As a Principal you must be honest with aspiring leaders and assist them to develop their areas of weakness. It does the aspiring leader no favours if you embellish their achievements. Developing strength of character is a critical factor in today’s everyone’s a winner world. To be able to take on-board constructive advice even if it is unpopular is essential for growth. By being honest and pinpointing areas for development you are providing a clear professional pathway. When providing feedback it is important to build in opportunities for self-reflection. These must be honest and really have the aspiring leader examine their commitment, perseverance and discipline in achieving their goals.
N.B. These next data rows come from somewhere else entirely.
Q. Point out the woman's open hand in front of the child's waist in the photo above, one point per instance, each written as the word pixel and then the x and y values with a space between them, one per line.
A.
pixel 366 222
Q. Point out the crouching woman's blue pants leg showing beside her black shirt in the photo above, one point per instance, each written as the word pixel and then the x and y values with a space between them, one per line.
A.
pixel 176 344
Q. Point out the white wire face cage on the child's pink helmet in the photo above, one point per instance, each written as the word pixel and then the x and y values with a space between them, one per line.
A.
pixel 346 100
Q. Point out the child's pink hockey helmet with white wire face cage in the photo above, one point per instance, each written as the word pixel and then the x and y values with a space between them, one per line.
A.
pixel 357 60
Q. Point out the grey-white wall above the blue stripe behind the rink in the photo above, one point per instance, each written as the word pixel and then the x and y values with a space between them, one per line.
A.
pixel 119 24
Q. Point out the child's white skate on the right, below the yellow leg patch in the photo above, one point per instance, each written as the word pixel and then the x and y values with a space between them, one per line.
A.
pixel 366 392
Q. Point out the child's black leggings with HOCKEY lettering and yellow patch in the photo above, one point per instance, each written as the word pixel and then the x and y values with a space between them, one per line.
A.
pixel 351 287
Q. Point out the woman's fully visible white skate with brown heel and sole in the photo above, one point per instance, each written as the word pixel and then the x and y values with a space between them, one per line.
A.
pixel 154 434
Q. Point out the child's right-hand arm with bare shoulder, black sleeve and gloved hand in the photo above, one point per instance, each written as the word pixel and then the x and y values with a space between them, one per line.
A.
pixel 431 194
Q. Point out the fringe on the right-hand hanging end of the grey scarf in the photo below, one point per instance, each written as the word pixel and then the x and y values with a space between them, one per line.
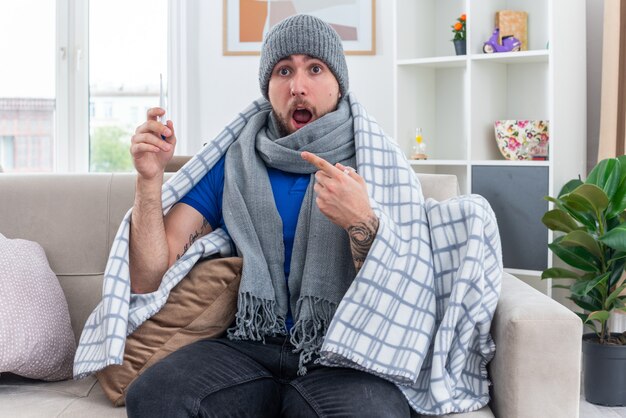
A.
pixel 307 335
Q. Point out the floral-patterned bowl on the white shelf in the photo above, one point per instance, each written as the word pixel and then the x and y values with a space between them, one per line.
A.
pixel 522 139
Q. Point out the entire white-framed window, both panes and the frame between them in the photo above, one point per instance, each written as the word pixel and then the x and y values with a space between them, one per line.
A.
pixel 79 69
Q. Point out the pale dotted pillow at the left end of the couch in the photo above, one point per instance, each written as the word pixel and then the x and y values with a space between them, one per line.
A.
pixel 36 338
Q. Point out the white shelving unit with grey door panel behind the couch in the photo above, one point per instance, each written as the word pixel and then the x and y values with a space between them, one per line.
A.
pixel 456 100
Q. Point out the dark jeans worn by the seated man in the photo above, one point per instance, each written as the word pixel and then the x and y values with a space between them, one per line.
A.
pixel 222 378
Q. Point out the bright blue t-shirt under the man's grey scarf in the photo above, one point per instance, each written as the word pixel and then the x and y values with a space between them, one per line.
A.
pixel 288 190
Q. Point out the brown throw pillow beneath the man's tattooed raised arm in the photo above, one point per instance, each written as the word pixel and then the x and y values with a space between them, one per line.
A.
pixel 202 305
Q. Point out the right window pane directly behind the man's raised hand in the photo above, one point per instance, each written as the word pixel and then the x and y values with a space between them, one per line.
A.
pixel 125 60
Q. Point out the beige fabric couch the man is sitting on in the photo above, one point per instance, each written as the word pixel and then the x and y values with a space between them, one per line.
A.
pixel 535 372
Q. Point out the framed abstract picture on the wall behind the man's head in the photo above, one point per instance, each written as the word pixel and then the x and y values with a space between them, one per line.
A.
pixel 246 21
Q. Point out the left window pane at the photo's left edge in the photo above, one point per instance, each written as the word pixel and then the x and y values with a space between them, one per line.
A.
pixel 27 85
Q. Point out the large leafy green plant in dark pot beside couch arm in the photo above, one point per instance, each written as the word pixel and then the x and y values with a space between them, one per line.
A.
pixel 590 220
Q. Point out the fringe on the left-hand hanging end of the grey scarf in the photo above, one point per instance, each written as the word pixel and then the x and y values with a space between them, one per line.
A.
pixel 256 318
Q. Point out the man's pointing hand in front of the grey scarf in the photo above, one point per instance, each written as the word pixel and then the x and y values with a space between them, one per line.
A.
pixel 341 192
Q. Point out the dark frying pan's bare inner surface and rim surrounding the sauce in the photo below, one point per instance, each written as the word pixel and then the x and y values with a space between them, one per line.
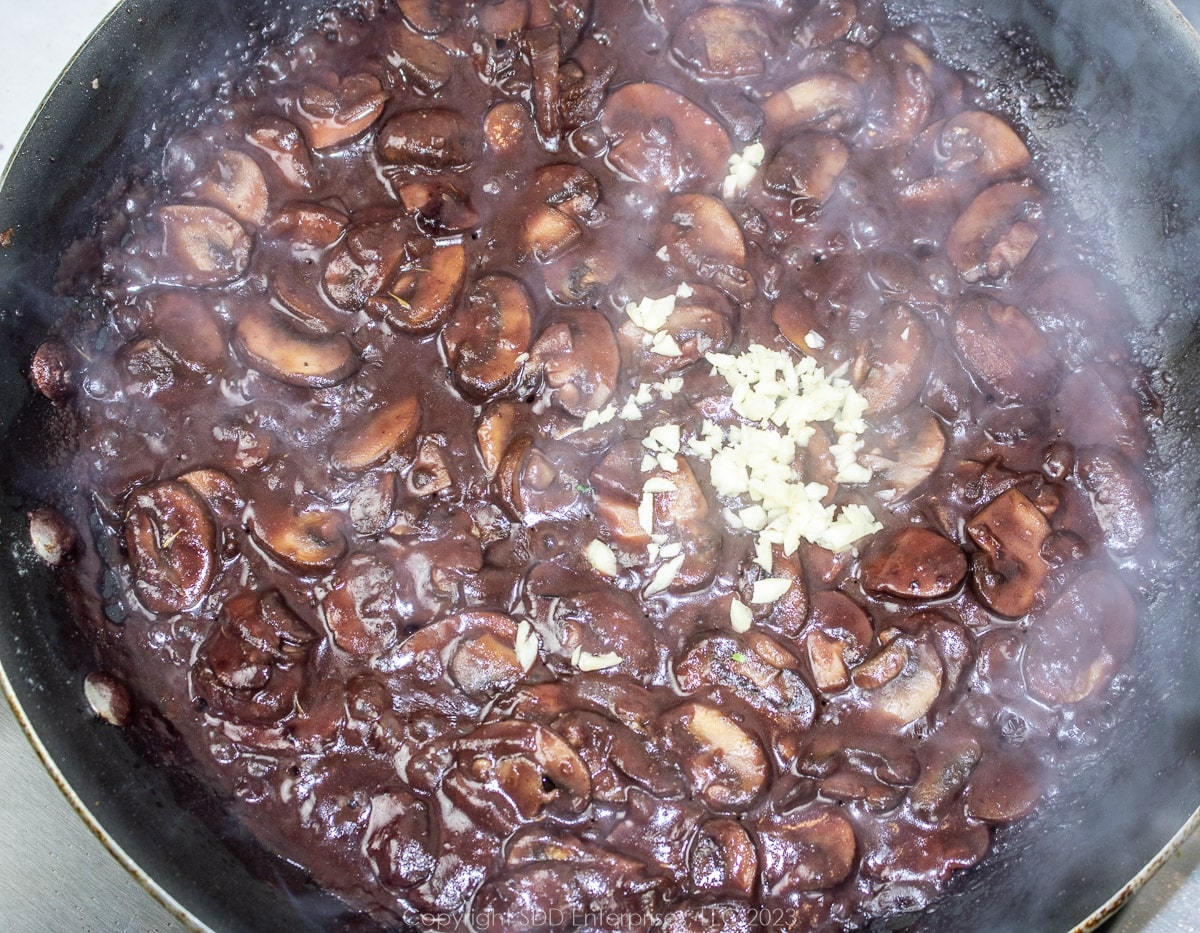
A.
pixel 1109 91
Open, honest self-reflection about their dedication and ability to grow and change is essential for increased leadership capacity.
One area of growth for aspiring leaders that can be particularly challenging is seeing the big picture. For many their leadership journey to this point has revolved around ensuring that their grade, stage or team has been able to work effectively. Their primary leadership focus has been to successfully resource, organise and navigate a clear path for their team as a part of the bigger whole school picture. The development of a whole school focus and even greater still, a whole system focus can be quite a difficult concept. There are times when competing priorities will test their ability to guide their stage, team or grade into areas for the greater good. This is an area where Principals need to work extremely closely with their aspiring leaders to ensure a clear and consistent message is being delivered.
As Principals we must purposefully invest in our future leaders to ensure we have a pool of highly competent professionals ready to take on the next level of responsibility. I suggest once you have identified the next generation of leaders ask them the following questions. What do you they want to achieve in the next 6 months, 12 months, 2 years? What performance measures do they have in place to keep them on track? You then need to support them as they map out a plan that fosters their development and provides appropriate leadership opportunities.
It is our responsibility as Principals to grow the next level of leaders. It’s an investment in the future. As with most good investments being wise about choice and being strategic in implementation ensures you receive a dividend on maturity. As we know, leadership requires following a path of inward and outward reflection, it’s not linear and there are obstacles along the way but the continual growth on that journey certainly makes it worthwhile. As Principals we must select carefully, invest wisely and enjoy the journey with our aspiring leaders.
Well said mate. I feel certain you are selecting carefully, investing wisely, and most definitely enjoying the journey. Those you are investing in are lucky to work with one of the best.